BRUNSWICK — The Bowdoin College Museum of Art has acquired a late 19th-century Mawson & Swan camera originally owned by the renowned American artist Winslow Homer (1836–1910). The quarter-size dry plate camera, manufactured around 1880, is a significant addition to the Museum’s robust collection of archival material and over 100 vintage photographs related to Homer’s life and work.

It will also serve as the centerpiece for the BCMA’s upcoming special exhibition on Homer and photography, planned to open in August 2015. The camera was donated to the BCMA by Neal Paulsen, a long-time resident of Scarborough.

“We are so pleased to receive this exciting gift, which complements our current holdings of Homer’s work and documentation perfectly,” said Frank Goodyear, co-director of BCMA. “The camera highlights Homer’s varying artistic interests, and helps to illuminate a lesser-known side of one of America’s greatest painters.”

Sold by Mawson & Swan, a photography business in Newcastle-on-Tyne, England, the camera was designed for the serious amateur rather than the studio professional, and was notable at the time for its portability and ease of use. The camera produced images that were approximately 3 x 4 inches.

Homer purchased this model in 1882, during a two-year residence in Cullercoats, a small fishing village in north east England that is less than 10 miles from Newcastle-on-Tyne.

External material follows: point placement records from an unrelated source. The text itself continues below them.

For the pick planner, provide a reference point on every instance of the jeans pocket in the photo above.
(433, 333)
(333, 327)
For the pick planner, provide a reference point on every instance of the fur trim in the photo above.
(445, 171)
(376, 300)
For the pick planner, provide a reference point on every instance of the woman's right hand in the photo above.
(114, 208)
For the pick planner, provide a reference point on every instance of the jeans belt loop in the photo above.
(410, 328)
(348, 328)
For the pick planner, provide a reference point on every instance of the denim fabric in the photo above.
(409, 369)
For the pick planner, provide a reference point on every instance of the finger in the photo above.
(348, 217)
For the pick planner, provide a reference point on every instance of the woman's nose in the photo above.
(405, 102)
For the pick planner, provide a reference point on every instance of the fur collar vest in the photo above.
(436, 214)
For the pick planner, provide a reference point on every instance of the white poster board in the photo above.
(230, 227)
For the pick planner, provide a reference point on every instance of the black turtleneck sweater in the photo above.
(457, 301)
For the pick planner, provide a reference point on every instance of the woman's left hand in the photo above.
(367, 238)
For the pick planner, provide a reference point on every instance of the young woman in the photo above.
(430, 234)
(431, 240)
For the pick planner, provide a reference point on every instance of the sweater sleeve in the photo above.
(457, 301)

Paulsen acquired the Mawson & Swan camera from his grandfather Weston H. Snow in the 1950s, and exhibited the camera at Scarborough High School for more than two decades. Snow, an electrician and a great admirer of Homer’s work, acquired the camera from Homer’s nephew Charles L. Homer in exchange for electrical work.

The Museum’s acquisition follows a major recent gift to the BCMA from the celebrated collection of Dorothy and Herbert (Herb) Vogel earlier this year and further strengthens the Museum’s dynamic acquisition program.